See Miller v. American Steel Wire Co. (Conn.) 97 A. 345, as to the course of legislation bearing upon accidental injury as distinguished from occupational diseases, and note the case of Kovaliski v. Collins Co. (Conn.) 128 A. 288, subsequent to amendment of the act of that state to provide compensation for occupational diseases. See, also, Wenrich et al. v. Industrial Comm. (Wis.) 196 N.W. 824, in consideration of an act embracing occupational diseases.
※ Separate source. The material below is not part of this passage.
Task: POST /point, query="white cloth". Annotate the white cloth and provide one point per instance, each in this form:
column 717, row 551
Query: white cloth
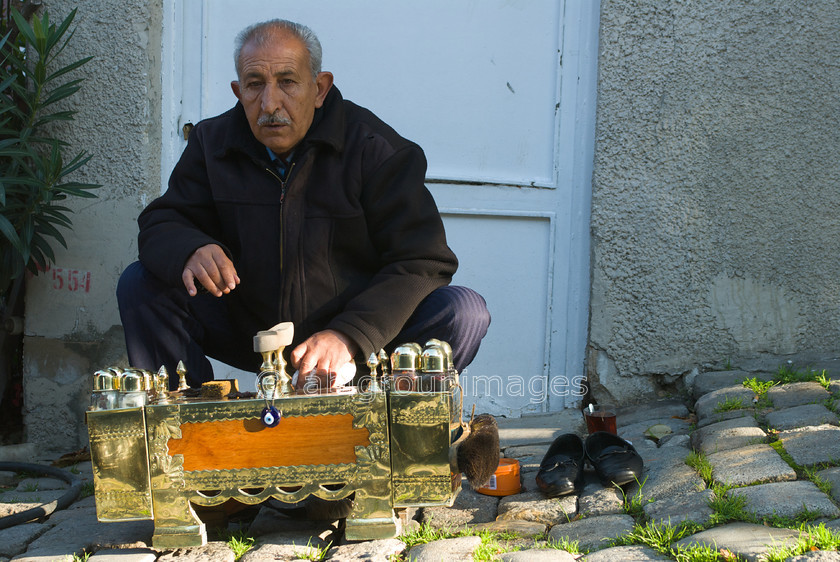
column 344, row 375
The New York act does not include occupational diseases. Richardson v. Greenberg, 176 N.Y. S. 651, wherein it was said in regard to a statute like ours:
"Had it been the intention of the Legislature to include within the meaning of 'injury' or 'personal injury' all diseases of whatever nature, it would not have been necessary expressly to mention, in addition to 'accidental injuries,' such diseases or infection as may naturally and unavoidably result therefrom. This express mention of a disease which is the consequence of injury would seem to exclude all diseases which are not. The particular disease must 'result from accidental injury' — that is to say it must be preceded by such injury, and therefore cannot constitute the injury which It follows."
See, also, Renkel v. Ind. Comm. of Ohio (Ohio St.)141 N.E. 834; Clinchfield Carbo Coal Corp. v. Kiser (Va.) 124 S.E. 271; Hendrickson v. Continental Fibre Co. (Del.) 136 A. 375; Depre v. Pac. Coast Forge Co. (Wash.) 259 P. 720; Iwanicki v. St. Ind. Com. (Ore.) 205 P. 990; Chop v. Swift Co. (Kan.) 233 P. 800.
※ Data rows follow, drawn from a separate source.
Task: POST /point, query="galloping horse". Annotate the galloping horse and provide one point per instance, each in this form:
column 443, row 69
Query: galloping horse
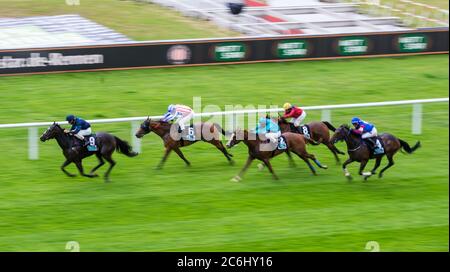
column 360, row 152
column 320, row 133
column 106, row 143
column 296, row 143
column 163, row 130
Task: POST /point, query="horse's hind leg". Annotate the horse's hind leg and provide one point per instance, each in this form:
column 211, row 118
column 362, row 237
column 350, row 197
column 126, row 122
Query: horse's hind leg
column 344, row 167
column 101, row 163
column 181, row 155
column 80, row 168
column 366, row 175
column 291, row 160
column 377, row 164
column 112, row 163
column 63, row 166
column 335, row 152
column 391, row 162
column 267, row 163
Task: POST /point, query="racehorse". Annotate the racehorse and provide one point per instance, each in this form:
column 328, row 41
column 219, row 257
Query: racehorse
column 319, row 132
column 163, row 130
column 296, row 143
column 360, row 152
column 106, row 144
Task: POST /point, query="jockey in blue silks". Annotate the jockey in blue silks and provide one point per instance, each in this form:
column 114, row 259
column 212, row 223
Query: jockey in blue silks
column 367, row 131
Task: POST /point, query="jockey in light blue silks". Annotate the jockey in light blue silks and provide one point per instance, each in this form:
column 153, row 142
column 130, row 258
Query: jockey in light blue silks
column 368, row 132
column 269, row 129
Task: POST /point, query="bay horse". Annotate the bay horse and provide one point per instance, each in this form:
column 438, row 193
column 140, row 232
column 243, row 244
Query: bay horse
column 106, row 144
column 207, row 132
column 296, row 144
column 360, row 152
column 319, row 132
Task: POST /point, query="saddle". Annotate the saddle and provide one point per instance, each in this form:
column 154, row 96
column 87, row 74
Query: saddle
column 305, row 131
column 90, row 142
column 282, row 144
column 377, row 148
column 189, row 134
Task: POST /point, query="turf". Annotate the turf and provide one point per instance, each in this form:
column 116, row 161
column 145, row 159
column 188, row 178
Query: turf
column 198, row 208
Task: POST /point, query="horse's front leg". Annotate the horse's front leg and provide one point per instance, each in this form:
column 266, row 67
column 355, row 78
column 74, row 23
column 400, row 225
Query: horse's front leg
column 63, row 166
column 181, row 155
column 80, row 168
column 363, row 164
column 344, row 167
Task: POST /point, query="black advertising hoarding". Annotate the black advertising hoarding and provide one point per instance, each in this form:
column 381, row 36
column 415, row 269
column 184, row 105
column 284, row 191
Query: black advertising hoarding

The case of Sanders v. Rock Island Coal Mining Co.,138 Okla. 45, 280 P. 290, cited in the dissenting opinion, did not concern a disease in any respect. Therein was considered an accidental injury caused by a wrecked car wherein claimant's arm was broken. That case is neither authority nor argument to sustain an award based upon conditions foreseen and known to exist for a long period of time, by and through which diseases appear.
We conclude that, under the law and the evidence, there is nothing in the record to justify a finding of an accidental personal injury. The cause is reversed and remanded, with directions to dismiss the claim presented.
MASON, C. J., and HEFNER, CULLISON, SWINDALL, HUNT, and ANDREWS, JJ., concur. LESTER, V. C. J., and CLARK, J., dissent.